FinTech Acquisition Corp. VI Announces Pricing of $220,000,000 Initial Public Offering
2021年6月24日 - 5:52AM
FinTech Acquisition Corp. VI (NASDAQ:FTVIU) (the “Company”), a
blank-check company formed for the purpose of acquiring or merging
with one or more businesses, today announced the pricing of its
initial public offering of 22,000,000 units at a price of $10.00
per unit, for gross proceeds to the Company of $220,000,000. The
Company's units will be listed on the Nasdaq Capital Market under
the symbol "FTVIU" and will begin trading on June 24, 2021. Each
unit issued in the offering consists of one share of the Company’s
Class A common stock and one-fourth of one warrant, each whole
warrant exercisable for one share of Class A common stock at an
exercise price of $11.50 per share. Once the securities comprising
the units begin separate trading, the Class A common stock and
warrants are expected to be listed on Nasdaq under the symbols
“FTVI” and “FTVIW,” respectively. No fractional warrants will be
issued upon separation of the units and only whole warrants will
trade. The closing of the offering is anticipated to take place on
or about June 28, 2021, subject to customary closing conditions.

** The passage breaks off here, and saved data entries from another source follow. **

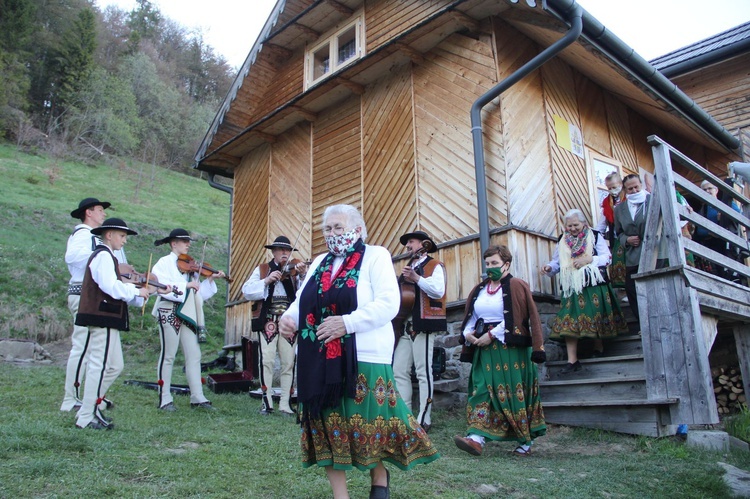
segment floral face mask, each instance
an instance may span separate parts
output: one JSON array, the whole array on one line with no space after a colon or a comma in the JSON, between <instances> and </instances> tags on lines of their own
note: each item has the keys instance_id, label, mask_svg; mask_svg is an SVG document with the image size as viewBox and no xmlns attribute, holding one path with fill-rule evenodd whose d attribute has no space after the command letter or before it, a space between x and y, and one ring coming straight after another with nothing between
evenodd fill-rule
<instances>
[{"instance_id":1,"label":"floral face mask","mask_svg":"<svg viewBox=\"0 0 750 499\"><path fill-rule=\"evenodd\" d=\"M331 234L330 236L325 236L325 238L328 251L336 256L344 256L346 255L346 251L354 246L354 243L359 239L359 233L356 230L350 230L343 234Z\"/></svg>"}]
</instances>

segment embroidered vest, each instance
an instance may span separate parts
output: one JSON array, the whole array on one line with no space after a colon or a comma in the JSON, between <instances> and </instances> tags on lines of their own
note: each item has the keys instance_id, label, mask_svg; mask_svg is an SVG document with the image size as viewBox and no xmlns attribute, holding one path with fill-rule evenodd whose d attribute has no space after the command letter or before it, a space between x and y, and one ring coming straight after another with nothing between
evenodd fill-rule
<instances>
[{"instance_id":1,"label":"embroidered vest","mask_svg":"<svg viewBox=\"0 0 750 499\"><path fill-rule=\"evenodd\" d=\"M86 273L81 285L81 302L78 305L78 314L76 315L76 326L108 327L128 331L130 329L128 304L122 300L116 300L102 291L91 277L89 265L96 255L102 251L107 252L112 257L117 279L122 281L120 271L117 268L117 258L106 246L97 246L86 264Z\"/></svg>"},{"instance_id":2,"label":"embroidered vest","mask_svg":"<svg viewBox=\"0 0 750 499\"><path fill-rule=\"evenodd\" d=\"M273 260L271 260L271 262L273 262ZM259 272L261 279L268 277L268 274L273 270L278 270L276 265L271 268L271 262L260 264ZM273 302L274 289L277 284L282 284L284 286L284 291L286 291L286 297L289 300L289 303L294 301L294 295L297 292L297 282L295 279L287 277L286 279L282 279L279 283L273 283L268 286L268 297L265 300L256 300L251 305L250 327L253 331L263 331L265 329L268 319L268 310Z\"/></svg>"},{"instance_id":3,"label":"embroidered vest","mask_svg":"<svg viewBox=\"0 0 750 499\"><path fill-rule=\"evenodd\" d=\"M429 256L414 271L422 277L430 277L438 265L443 267L443 275L445 276L445 266ZM419 289L416 284L414 284L414 287L416 290L411 318L414 331L434 333L448 329L445 315L445 291L443 291L441 298L435 299L427 296L427 293Z\"/></svg>"}]
</instances>

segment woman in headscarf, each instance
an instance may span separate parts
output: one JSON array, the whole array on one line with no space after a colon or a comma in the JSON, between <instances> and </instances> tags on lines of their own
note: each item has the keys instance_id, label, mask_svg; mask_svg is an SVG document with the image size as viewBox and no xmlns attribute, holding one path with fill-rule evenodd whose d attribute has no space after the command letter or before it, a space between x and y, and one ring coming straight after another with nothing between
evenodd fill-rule
<instances>
[{"instance_id":1,"label":"woman in headscarf","mask_svg":"<svg viewBox=\"0 0 750 499\"><path fill-rule=\"evenodd\" d=\"M529 285L510 274L510 250L490 246L483 256L487 279L469 293L461 328L474 346L469 428L453 441L475 456L482 454L485 439L513 441L518 443L513 454L528 456L534 439L547 431L533 364L546 360L542 321Z\"/></svg>"},{"instance_id":2,"label":"woman in headscarf","mask_svg":"<svg viewBox=\"0 0 750 499\"><path fill-rule=\"evenodd\" d=\"M622 188L620 174L612 172L604 179L609 194L602 200L599 224L595 230L600 234L607 234L612 261L607 268L609 282L613 288L625 287L625 248L615 234L615 206L625 201L625 191Z\"/></svg>"},{"instance_id":3,"label":"woman in headscarf","mask_svg":"<svg viewBox=\"0 0 750 499\"><path fill-rule=\"evenodd\" d=\"M542 273L560 273L562 299L560 311L552 322L551 339L565 339L568 364L560 374L581 370L578 341L594 340L594 356L604 353L603 339L628 331L620 304L607 281L606 265L610 261L607 243L597 231L588 227L581 210L565 214L565 232L560 236L552 261Z\"/></svg>"},{"instance_id":4,"label":"woman in headscarf","mask_svg":"<svg viewBox=\"0 0 750 499\"><path fill-rule=\"evenodd\" d=\"M325 468L334 498L349 497L353 467L370 471L370 498L388 498L384 461L408 470L440 457L393 381L396 274L387 249L365 244L355 207L328 207L323 236L328 253L312 262L279 321L283 336L299 335L302 464Z\"/></svg>"}]
</instances>

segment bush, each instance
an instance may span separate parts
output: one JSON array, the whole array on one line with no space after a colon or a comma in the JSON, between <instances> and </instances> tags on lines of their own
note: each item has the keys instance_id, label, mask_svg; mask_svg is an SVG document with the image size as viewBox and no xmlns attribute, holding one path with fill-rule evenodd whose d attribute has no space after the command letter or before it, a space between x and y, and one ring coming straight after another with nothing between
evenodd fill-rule
<instances>
[{"instance_id":1,"label":"bush","mask_svg":"<svg viewBox=\"0 0 750 499\"><path fill-rule=\"evenodd\" d=\"M750 410L740 406L740 412L724 420L724 429L733 437L750 443Z\"/></svg>"}]
</instances>

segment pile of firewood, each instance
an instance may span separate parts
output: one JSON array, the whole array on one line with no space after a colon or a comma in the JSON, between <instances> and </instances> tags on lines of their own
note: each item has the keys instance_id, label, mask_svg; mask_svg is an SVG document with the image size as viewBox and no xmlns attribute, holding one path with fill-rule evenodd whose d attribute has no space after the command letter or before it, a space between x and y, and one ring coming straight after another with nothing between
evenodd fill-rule
<instances>
[{"instance_id":1,"label":"pile of firewood","mask_svg":"<svg viewBox=\"0 0 750 499\"><path fill-rule=\"evenodd\" d=\"M714 393L719 414L739 411L740 404L746 404L745 389L739 367L716 367L711 369L714 380Z\"/></svg>"}]
</instances>

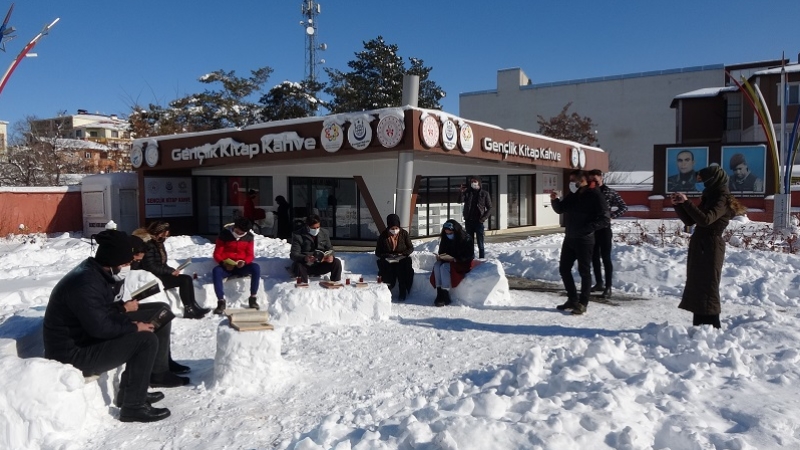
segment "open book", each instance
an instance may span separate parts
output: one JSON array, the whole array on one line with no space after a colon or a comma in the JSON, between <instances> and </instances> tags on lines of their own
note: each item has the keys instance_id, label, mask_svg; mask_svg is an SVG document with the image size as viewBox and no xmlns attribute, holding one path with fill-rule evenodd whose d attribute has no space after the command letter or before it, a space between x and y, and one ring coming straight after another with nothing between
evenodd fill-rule
<instances>
[{"instance_id":1,"label":"open book","mask_svg":"<svg viewBox=\"0 0 800 450\"><path fill-rule=\"evenodd\" d=\"M400 262L401 259L405 258L406 255L389 255L386 257L386 262L389 263L397 263Z\"/></svg>"},{"instance_id":2,"label":"open book","mask_svg":"<svg viewBox=\"0 0 800 450\"><path fill-rule=\"evenodd\" d=\"M222 265L226 267L236 267L236 261L231 258L225 258L222 260Z\"/></svg>"},{"instance_id":3,"label":"open book","mask_svg":"<svg viewBox=\"0 0 800 450\"><path fill-rule=\"evenodd\" d=\"M139 289L131 292L131 300L143 300L159 292L161 292L161 287L158 285L158 280L150 280Z\"/></svg>"},{"instance_id":4,"label":"open book","mask_svg":"<svg viewBox=\"0 0 800 450\"><path fill-rule=\"evenodd\" d=\"M272 330L269 324L269 313L257 309L228 309L225 311L230 325L237 331Z\"/></svg>"},{"instance_id":5,"label":"open book","mask_svg":"<svg viewBox=\"0 0 800 450\"><path fill-rule=\"evenodd\" d=\"M447 253L439 253L439 259L441 261L450 262L450 261L453 261L456 258L453 257L453 256L448 255Z\"/></svg>"},{"instance_id":6,"label":"open book","mask_svg":"<svg viewBox=\"0 0 800 450\"><path fill-rule=\"evenodd\" d=\"M316 258L317 260L314 262L307 262L306 264L308 264L309 266L314 265L314 263L321 262L323 258L325 258L326 256L330 256L332 254L333 250L326 250L326 251L314 250L314 258Z\"/></svg>"},{"instance_id":7,"label":"open book","mask_svg":"<svg viewBox=\"0 0 800 450\"><path fill-rule=\"evenodd\" d=\"M192 263L192 258L189 258L189 259L187 259L186 261L184 261L184 262L183 262L183 264L181 264L180 266L178 266L178 267L177 267L175 270L177 270L177 271L181 271L181 270L183 270L183 269L185 269L185 268L189 267L189 264L191 264L191 263Z\"/></svg>"},{"instance_id":8,"label":"open book","mask_svg":"<svg viewBox=\"0 0 800 450\"><path fill-rule=\"evenodd\" d=\"M163 327L174 318L175 314L172 313L169 305L164 304L161 308L156 310L149 322L153 325L153 331L158 331L159 328Z\"/></svg>"}]
</instances>

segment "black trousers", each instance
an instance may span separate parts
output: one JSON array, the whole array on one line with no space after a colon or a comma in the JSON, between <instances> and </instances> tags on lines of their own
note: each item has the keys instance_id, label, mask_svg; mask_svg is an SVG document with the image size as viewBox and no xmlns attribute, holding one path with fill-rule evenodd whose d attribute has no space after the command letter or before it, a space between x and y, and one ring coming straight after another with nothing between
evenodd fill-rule
<instances>
[{"instance_id":1,"label":"black trousers","mask_svg":"<svg viewBox=\"0 0 800 450\"><path fill-rule=\"evenodd\" d=\"M602 228L594 232L594 252L592 253L592 266L594 266L594 279L597 284L611 287L614 275L614 264L611 263L611 242L613 241L611 228ZM606 272L605 284L603 273L600 270L600 260L603 261L603 270Z\"/></svg>"},{"instance_id":2,"label":"black trousers","mask_svg":"<svg viewBox=\"0 0 800 450\"><path fill-rule=\"evenodd\" d=\"M467 236L472 239L472 242L478 244L478 258L483 258L483 238L485 233L485 227L483 222L480 220L466 220L464 221L464 229L467 232Z\"/></svg>"},{"instance_id":3,"label":"black trousers","mask_svg":"<svg viewBox=\"0 0 800 450\"><path fill-rule=\"evenodd\" d=\"M122 406L137 406L147 399L157 353L158 337L155 333L141 331L82 347L66 362L83 371L84 376L99 375L125 364L119 384L124 398Z\"/></svg>"},{"instance_id":4,"label":"black trousers","mask_svg":"<svg viewBox=\"0 0 800 450\"><path fill-rule=\"evenodd\" d=\"M390 263L383 258L378 259L378 275L381 280L389 286L399 285L400 295L411 291L414 283L414 268L411 266L411 258L403 258L396 263Z\"/></svg>"},{"instance_id":5,"label":"black trousers","mask_svg":"<svg viewBox=\"0 0 800 450\"><path fill-rule=\"evenodd\" d=\"M139 310L129 312L128 317L134 322L149 322L153 314L164 305L165 303L161 302L139 303ZM156 338L158 338L158 352L153 362L152 373L164 373L169 370L171 330L172 322L167 322L155 332Z\"/></svg>"},{"instance_id":6,"label":"black trousers","mask_svg":"<svg viewBox=\"0 0 800 450\"><path fill-rule=\"evenodd\" d=\"M565 237L561 245L561 258L558 272L567 290L567 297L579 300L584 306L589 304L589 293L592 290L592 251L594 250L594 233L581 237ZM572 277L572 266L578 261L578 273L581 276L581 292L575 287Z\"/></svg>"},{"instance_id":7,"label":"black trousers","mask_svg":"<svg viewBox=\"0 0 800 450\"><path fill-rule=\"evenodd\" d=\"M695 314L692 325L712 325L714 328L720 328L719 314Z\"/></svg>"},{"instance_id":8,"label":"black trousers","mask_svg":"<svg viewBox=\"0 0 800 450\"><path fill-rule=\"evenodd\" d=\"M197 304L194 299L194 283L192 283L191 275L182 273L177 277L167 275L165 277L158 277L158 279L164 284L164 290L175 287L178 288L183 306L193 306Z\"/></svg>"},{"instance_id":9,"label":"black trousers","mask_svg":"<svg viewBox=\"0 0 800 450\"><path fill-rule=\"evenodd\" d=\"M339 258L333 258L333 262L318 262L311 266L306 263L292 263L294 276L302 278L305 282L308 282L309 275L324 275L328 272L331 274L331 281L341 281L342 261Z\"/></svg>"}]
</instances>

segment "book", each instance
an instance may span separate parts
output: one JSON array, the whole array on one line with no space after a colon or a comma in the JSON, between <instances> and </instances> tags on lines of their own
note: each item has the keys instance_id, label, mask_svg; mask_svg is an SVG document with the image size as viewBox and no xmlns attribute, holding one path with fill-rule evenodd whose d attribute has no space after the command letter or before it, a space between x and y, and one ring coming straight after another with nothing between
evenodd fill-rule
<instances>
[{"instance_id":1,"label":"book","mask_svg":"<svg viewBox=\"0 0 800 450\"><path fill-rule=\"evenodd\" d=\"M178 267L177 267L175 270L177 270L177 271L181 271L181 270L183 270L183 269L185 269L185 268L189 267L189 264L191 264L191 263L192 263L192 258L189 258L189 259L187 259L186 261L184 261L184 262L183 262L183 264L181 264L180 266L178 266Z\"/></svg>"},{"instance_id":2,"label":"book","mask_svg":"<svg viewBox=\"0 0 800 450\"><path fill-rule=\"evenodd\" d=\"M228 309L225 311L231 328L236 331L273 330L269 323L269 313L257 309Z\"/></svg>"},{"instance_id":3,"label":"book","mask_svg":"<svg viewBox=\"0 0 800 450\"><path fill-rule=\"evenodd\" d=\"M439 253L439 259L444 262L450 262L455 260L454 257L448 255L447 253Z\"/></svg>"},{"instance_id":4,"label":"book","mask_svg":"<svg viewBox=\"0 0 800 450\"><path fill-rule=\"evenodd\" d=\"M339 289L340 287L344 286L339 281L320 281L319 285L325 289Z\"/></svg>"},{"instance_id":5,"label":"book","mask_svg":"<svg viewBox=\"0 0 800 450\"><path fill-rule=\"evenodd\" d=\"M401 259L405 258L406 255L389 255L386 257L386 262L395 264L400 262Z\"/></svg>"},{"instance_id":6,"label":"book","mask_svg":"<svg viewBox=\"0 0 800 450\"><path fill-rule=\"evenodd\" d=\"M169 305L164 304L155 311L153 317L148 322L153 325L153 331L158 331L159 328L163 327L174 318L175 314L172 312L172 309L170 309Z\"/></svg>"},{"instance_id":7,"label":"book","mask_svg":"<svg viewBox=\"0 0 800 450\"><path fill-rule=\"evenodd\" d=\"M222 265L225 267L236 267L236 261L231 258L225 258L222 260Z\"/></svg>"},{"instance_id":8,"label":"book","mask_svg":"<svg viewBox=\"0 0 800 450\"><path fill-rule=\"evenodd\" d=\"M139 289L131 292L131 300L143 300L159 292L161 292L161 286L158 285L158 280L150 280Z\"/></svg>"},{"instance_id":9,"label":"book","mask_svg":"<svg viewBox=\"0 0 800 450\"><path fill-rule=\"evenodd\" d=\"M325 258L326 256L330 256L332 254L333 254L333 250L326 250L326 251L316 250L316 251L314 251L314 257L317 258L317 261L322 261L323 258Z\"/></svg>"}]
</instances>

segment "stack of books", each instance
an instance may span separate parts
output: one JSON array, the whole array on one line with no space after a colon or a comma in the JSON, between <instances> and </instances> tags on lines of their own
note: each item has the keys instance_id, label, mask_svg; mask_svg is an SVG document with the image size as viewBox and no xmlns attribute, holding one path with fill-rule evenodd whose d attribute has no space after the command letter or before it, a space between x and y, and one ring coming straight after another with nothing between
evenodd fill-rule
<instances>
[{"instance_id":1,"label":"stack of books","mask_svg":"<svg viewBox=\"0 0 800 450\"><path fill-rule=\"evenodd\" d=\"M269 323L269 313L257 309L226 309L231 328L236 331L273 330Z\"/></svg>"}]
</instances>

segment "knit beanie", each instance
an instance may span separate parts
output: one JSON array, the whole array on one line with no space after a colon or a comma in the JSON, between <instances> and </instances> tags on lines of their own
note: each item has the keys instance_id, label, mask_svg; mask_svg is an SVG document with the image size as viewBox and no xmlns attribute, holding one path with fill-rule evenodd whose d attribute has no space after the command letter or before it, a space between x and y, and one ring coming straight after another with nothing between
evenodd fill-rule
<instances>
[{"instance_id":1,"label":"knit beanie","mask_svg":"<svg viewBox=\"0 0 800 450\"><path fill-rule=\"evenodd\" d=\"M731 170L736 170L736 166L739 164L747 164L747 160L744 159L744 155L741 153L737 153L731 156Z\"/></svg>"},{"instance_id":2,"label":"knit beanie","mask_svg":"<svg viewBox=\"0 0 800 450\"><path fill-rule=\"evenodd\" d=\"M145 244L142 238L140 238L139 236L131 235L130 241L131 241L131 251L133 252L134 255L138 253L144 253L145 251L147 251L147 244Z\"/></svg>"},{"instance_id":3,"label":"knit beanie","mask_svg":"<svg viewBox=\"0 0 800 450\"><path fill-rule=\"evenodd\" d=\"M706 188L719 188L728 185L728 174L716 164L700 169L698 174Z\"/></svg>"},{"instance_id":4,"label":"knit beanie","mask_svg":"<svg viewBox=\"0 0 800 450\"><path fill-rule=\"evenodd\" d=\"M169 230L169 222L164 222L161 220L153 222L147 226L147 232L153 236L158 236L167 230Z\"/></svg>"},{"instance_id":5,"label":"knit beanie","mask_svg":"<svg viewBox=\"0 0 800 450\"><path fill-rule=\"evenodd\" d=\"M95 261L103 267L117 267L133 260L131 241L123 231L104 230L94 235L99 244L94 255Z\"/></svg>"},{"instance_id":6,"label":"knit beanie","mask_svg":"<svg viewBox=\"0 0 800 450\"><path fill-rule=\"evenodd\" d=\"M397 214L389 214L386 216L386 228L399 227L400 216Z\"/></svg>"}]
</instances>

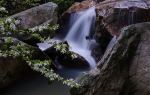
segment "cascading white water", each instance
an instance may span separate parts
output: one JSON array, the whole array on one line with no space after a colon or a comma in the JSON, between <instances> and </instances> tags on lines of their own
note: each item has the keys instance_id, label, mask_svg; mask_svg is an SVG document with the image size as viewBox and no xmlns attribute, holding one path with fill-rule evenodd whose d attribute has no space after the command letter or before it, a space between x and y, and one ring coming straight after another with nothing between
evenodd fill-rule
<instances>
[{"instance_id":1,"label":"cascading white water","mask_svg":"<svg viewBox=\"0 0 150 95\"><path fill-rule=\"evenodd\" d=\"M83 56L89 62L91 68L95 67L96 62L91 56L90 46L93 41L88 38L95 19L95 7L72 14L70 20L72 25L70 25L71 28L64 38L69 43L70 50Z\"/></svg>"},{"instance_id":2,"label":"cascading white water","mask_svg":"<svg viewBox=\"0 0 150 95\"><path fill-rule=\"evenodd\" d=\"M95 7L91 7L87 10L76 12L71 14L70 22L69 22L69 32L64 37L64 39L60 39L59 37L55 37L52 41L67 41L70 48L70 51L73 51L82 57L84 57L91 68L96 67L96 62L94 58L91 56L91 46L95 43L95 40L91 40L90 33L93 29L96 20L96 12ZM46 50L51 45L48 43L39 43L37 44L41 50Z\"/></svg>"}]
</instances>

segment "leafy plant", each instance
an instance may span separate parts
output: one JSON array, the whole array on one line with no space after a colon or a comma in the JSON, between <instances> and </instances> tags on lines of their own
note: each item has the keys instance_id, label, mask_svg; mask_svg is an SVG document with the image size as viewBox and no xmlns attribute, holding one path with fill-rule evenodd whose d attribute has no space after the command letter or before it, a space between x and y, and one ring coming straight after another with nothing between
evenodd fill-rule
<instances>
[{"instance_id":1,"label":"leafy plant","mask_svg":"<svg viewBox=\"0 0 150 95\"><path fill-rule=\"evenodd\" d=\"M9 14L14 14L28 8L37 6L40 4L40 0L1 0L0 6L5 7Z\"/></svg>"},{"instance_id":2,"label":"leafy plant","mask_svg":"<svg viewBox=\"0 0 150 95\"><path fill-rule=\"evenodd\" d=\"M25 43L14 43L15 40L11 37L7 38L5 41L6 42L4 42L3 45L0 47L0 57L21 58L25 60L33 70L42 73L50 81L58 80L62 81L63 84L66 84L70 87L80 87L80 85L76 83L73 79L66 80L56 74L54 70L50 68L50 65L52 63L51 60L33 59L34 55L32 54L35 51L28 47ZM7 46L8 44L11 45Z\"/></svg>"},{"instance_id":3,"label":"leafy plant","mask_svg":"<svg viewBox=\"0 0 150 95\"><path fill-rule=\"evenodd\" d=\"M41 72L45 77L47 77L50 81L58 80L62 81L64 84L70 87L80 87L78 83L76 83L73 79L64 79L59 76L52 70L50 67L52 61L50 59L40 60L34 59L34 55L32 55L34 50L30 48L29 45L23 43L19 40L23 40L22 36L30 35L33 38L38 39L39 41L44 41L45 39L51 37L56 29L58 29L58 25L43 25L37 26L29 29L19 29L18 25L20 21L13 18L4 18L7 15L14 14L16 12L20 12L22 10L28 9L30 7L41 4L42 0L0 0L0 57L13 57L20 58L35 71ZM48 0L50 1L50 0ZM72 3L73 0L52 0L59 5L59 12L62 13L66 10ZM6 7L6 10L4 7ZM9 13L9 14L8 14ZM44 33L51 33L45 37ZM59 50L61 53L68 53L68 45L67 44L55 44L55 48ZM71 54L71 53L70 53ZM75 54L71 54L72 57L76 57Z\"/></svg>"},{"instance_id":4,"label":"leafy plant","mask_svg":"<svg viewBox=\"0 0 150 95\"><path fill-rule=\"evenodd\" d=\"M54 48L56 49L56 51L59 51L62 54L67 54L69 56L71 56L72 59L77 58L77 54L69 51L69 45L67 43L64 42L50 42L50 44L53 44Z\"/></svg>"},{"instance_id":5,"label":"leafy plant","mask_svg":"<svg viewBox=\"0 0 150 95\"><path fill-rule=\"evenodd\" d=\"M60 15L65 10L67 10L75 1L74 0L1 0L0 6L5 7L9 11L9 14L11 15L46 2L54 2L58 4L59 6L58 13Z\"/></svg>"},{"instance_id":6,"label":"leafy plant","mask_svg":"<svg viewBox=\"0 0 150 95\"><path fill-rule=\"evenodd\" d=\"M0 17L6 17L8 14L8 11L4 7L0 7Z\"/></svg>"},{"instance_id":7,"label":"leafy plant","mask_svg":"<svg viewBox=\"0 0 150 95\"><path fill-rule=\"evenodd\" d=\"M55 34L55 30L58 29L58 25L43 25L37 26L29 29L19 29L17 25L20 23L19 20L12 18L6 18L0 20L0 36L5 37L14 37L19 40L23 40L22 36L30 36L39 41L44 41L46 39L45 35L48 34L48 37L51 37Z\"/></svg>"},{"instance_id":8,"label":"leafy plant","mask_svg":"<svg viewBox=\"0 0 150 95\"><path fill-rule=\"evenodd\" d=\"M79 87L80 85L77 84L72 79L64 79L63 77L56 74L50 65L52 61L50 59L40 60L34 59L33 52L26 43L18 42L20 34L29 34L32 35L40 41L43 41L46 38L41 36L41 33L44 31L54 31L58 28L58 26L38 26L35 28L21 30L17 27L19 24L19 20L15 20L12 18L6 18L0 20L0 57L13 57L13 58L20 58L26 61L26 63L35 71L41 72L45 77L47 77L50 81L58 80L62 81L64 84L70 87ZM60 48L56 45L57 50L60 50L61 53L67 53L68 46L65 44L60 44Z\"/></svg>"}]
</instances>

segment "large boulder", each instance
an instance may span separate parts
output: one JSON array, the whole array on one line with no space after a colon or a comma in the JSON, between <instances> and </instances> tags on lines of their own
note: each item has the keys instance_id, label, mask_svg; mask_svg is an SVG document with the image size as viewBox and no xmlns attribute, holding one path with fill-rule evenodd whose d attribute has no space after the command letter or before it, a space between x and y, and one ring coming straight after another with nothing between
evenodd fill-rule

Cantor Fitzgerald & Co. is serving as sole book-running
manager for the offering. The Company has granted the underwriters
a 45-day option to purchase up to an additional 3,300,000 units at
the initial public offering price to cover over-allotments, if
any.
A registration statement relating to the units and the
underlying securities was declared effective by the Securities and
Exchange Commission on June 23, 2021. This press release shall not
constitute an offer to sell or the solicitation of an offer to buy,
nor shall there be any sale of, these securities in any state or
jurisdiction in which such offer, solicitation, or sale would be
unlawful prior to registration or qualification under the
securities laws of any such state or jurisdiction.
The offering is being made only by means of a prospectus, copies
of which may be obtained by contacting Cantor Fitzgerald & Co.,
Attention: Capital Markets, 499 Park Avenue, 5th Floor, New York,
New York 10022; Email: prospectus@cantor.com. Copies of the
registration statement can be accessed for free through the SEC's
website at www.sec.gov.
This press release contains statements that constitute
“forward-looking statements,” including with respect to the initial
public offering. No assurance can be given that such offering will
be completed on the terms described, or at all. Forward-looking
statements are subject to numerous conditions, many of which are
beyond the control of the Company, including those set forth in the
Risk Factors section of the Company's registration statement and
preliminary prospectus for the offering filed with the Securities
and Exchange Commission. The Company undertakes no obligation to
update these statements for revisions or changes after the date of
this press release, except as required by law.